Incorporation of a partnership into a limited-liability partnership (LLP) brings rewards in the form of some liability protection and recruitment advantages, but it also carries costs. One of these is the requirement to prepare and file audited financial statements. However, what may seem an onerous burden for many firms not used to this regime does have some useful by-products.
One of the key requirements for LLPs is an audit of their financial statements by a registered auditor. While a number of law firms have already converted to LLP status, and with many more considering the transition in the near future, relatively few firms have yet had an audit. This is due to the 22-month lag from initial incorporation to the first deadline for filing audited accounts. While accountants typically provide many law firms with some form of report or opinion on their partnership accounts, only a few elect to have their accounts audited fully. As a result, few law firms understand the implications of a full audit and many are at risk of being surprised by the level of rigour required.
Initially, law firms saw the need to have audited accounts as a cost and a ‘necessary evil’ of becoming an LLP. However, the rigour and challenge being applied as part of the audit and receiving an external opinion provides members of LLPs with added comfort.
An audit should enable the auditor to provide reasonable assurance that the financial statements, taken as a whole, are free from material misstatement. The auditor is required to perform specific work so as to provide an opinion that the financial statements of the LLP give a true and fair view of the state of affairs of the limited-liability partnership at the year-end date and of the profit for the year then ended and have been properly prepared in accordance with the Companies Act 1985 as modified by the Limited Liability Partnerships Regulations.
Points to consider when preparing LLP financial statements are:
- Which periods will need to be covered in the LLP’s financial statements? While this might appear straightforward, the matter is not clear-cut. The current Exposure Draft of the Statement of Recommended Practice (SORP) on Accounting by Limited Liability Partnerships, which provides guidance on the application of accounting standards to LLPs, provides provisional guidance in this area. Assuming the proposals are accepted, an LLP’s first financial statements may well end up covering the firm’s results and cashflows for three different periods, some of which may include amounts predating the actual conversion to an LLP.
- The firm will need to produce financial statements comprising a profit and loss account, a statement of total recognised gains and losses, a cashflow statement, a balance sheet and notes to these statements. Furthermore, within the annual report, the members will be required to confirm that they take responsibility for these financial statements.
- The statements will need to comply with accounting standards, which comprise Financial Reporting Standards (FRSs), Statements of Standard Accounting Practice (SSAPs), UITF Abstracts and the SORP. This body of accounting knowledge runs to in excess of 1,000 pages and it is constantly being changed and updated, particularly at the current time, as standards converge internationally.
Firms will need to ensure that they have sufficient time, resource and technical expertise to prepare the financial statements.
A significant amount of planning and collaboration between the firm and its accountants is required to enable the audit to be performed and to ensure that a clean opinion can be provided.
Many law firms are beginning to see the benefits of the assurance and assistance that the accountants can provide and, as a result, are realising some value from the LLP’s audit requirements.
Law firms will need to clarify at an early stage the support and evidence that their auditors will need to enable them to provide a clean opinion on the statements.
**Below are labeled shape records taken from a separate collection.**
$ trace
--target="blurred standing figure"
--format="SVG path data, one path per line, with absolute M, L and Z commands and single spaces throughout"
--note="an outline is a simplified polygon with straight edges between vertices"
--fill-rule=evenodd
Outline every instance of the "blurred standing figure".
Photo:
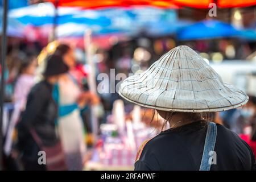
M 241 134 L 240 136 L 251 147 L 256 156 L 256 97 L 250 96 L 249 100 L 250 104 L 247 106 L 247 115 L 250 115 L 250 125 L 245 127 L 244 134 Z
M 46 165 L 38 163 L 38 152 L 43 150 L 42 146 L 54 146 L 59 142 L 55 131 L 57 107 L 52 98 L 52 90 L 53 85 L 68 70 L 61 56 L 49 56 L 44 80 L 36 84 L 28 94 L 26 110 L 18 126 L 18 147 L 25 170 L 46 170 Z M 32 136 L 31 130 L 42 143 Z
M 63 56 L 69 73 L 62 76 L 55 86 L 54 98 L 59 105 L 59 131 L 67 158 L 69 170 L 81 170 L 86 150 L 85 128 L 80 115 L 89 100 L 89 92 L 82 93 L 77 81 L 71 74 L 76 65 L 73 49 L 68 45 L 57 47 L 55 54 Z
M 35 56 L 30 56 L 22 61 L 14 88 L 15 103 L 20 104 L 21 110 L 25 109 L 27 97 L 35 84 L 35 73 L 38 64 Z

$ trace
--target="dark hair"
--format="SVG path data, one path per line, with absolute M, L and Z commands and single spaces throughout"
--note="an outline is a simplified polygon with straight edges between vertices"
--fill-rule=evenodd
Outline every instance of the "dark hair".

Some specific areas where auditors may require independent evidence are when the firm has annuities or defined benefit pension scheme arrangements. In such cases the firm may well need to arrange for actuaries to value the assets and liabilities relating to these arrangements.
Other areas likely to require extra effort on the part of the law firm and its auditors relate to the provision for bad debt and the valuation of work that has yet to be billed. In the case of the former, the auditor will need to be satisfied that any provision is of the correct magnitude to leave the debtor balance at its recoverable amount. The adoption of a formulaic provisioning approach is unlikely to be adequate. The auditor will need to form their own assessment on the recoverability of debtors. In the case of unbilled time, the auditor will again need to form their own assessment of the value of this time at the year-end date.
In addition to examining the balances within the financial statements, firms’ internal financial controls will also need to be considered. Where deficiencies exist, auditors may be able to provide suggestions for improvements.
In view of the challenges highlighted, many firms are choosing to perform a ‘dry run’ to ensure that they will be able to produce the required financial statements if or when they become LLPs, and that they will have sufficient evidence to support the financial statements and satisfy the auditors. This in itself will allow early identification of issues and enable a smooth process when the firm has converted.